Reliability Diagrams

What it is. The canonical visualization of calibration. Shows empirical accuracy vs predicted confidence, binned. A perfectly calibrated AI system has all bins on the diagonal.

How to read one

Each point in the diagram is one bin (typically 10 bins from 0% to 100% predicted confidence). Within a bin:

X-axis: mean predicted confidence of decisions in this bin
Y-axis: empirical accuracy (fraction of decisions in the bin that turned out correct upon human review)

A perfectly calibrated model has all bins on the diagonal y = x.
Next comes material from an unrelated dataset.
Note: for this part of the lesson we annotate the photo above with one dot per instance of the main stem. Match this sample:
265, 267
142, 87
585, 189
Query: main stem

If your bin at "predicted 80%" has accuracy 60%, your model is overconfident in that range — it claims more confidence than is warranted.

The Calibration Dashboard renders this with 95% Wilson confidence intervals on each bin's accuracy (Wilson 1927; standard for binomial proportion CI; gracefully handles bins where all decisions were correct or all incorrect, where Wald intervals collapse).

Three patterns to recognize

       y                  y                  y
       |                  |                  |
       |    .   .         |  .               |        .
       |  .              .                   |       .
       |  ←───            |   .              |      .
       |     diagonal     |     ←───         |     ← diagonal
       |                  |       diagonal   | .
       |                  |                  |
       └──────── x        └──────── x        └──────── x

   Well-calibrated      Overconfident        Underconfident
                       (claims more         (claims less
                        than warranted)     than warranted)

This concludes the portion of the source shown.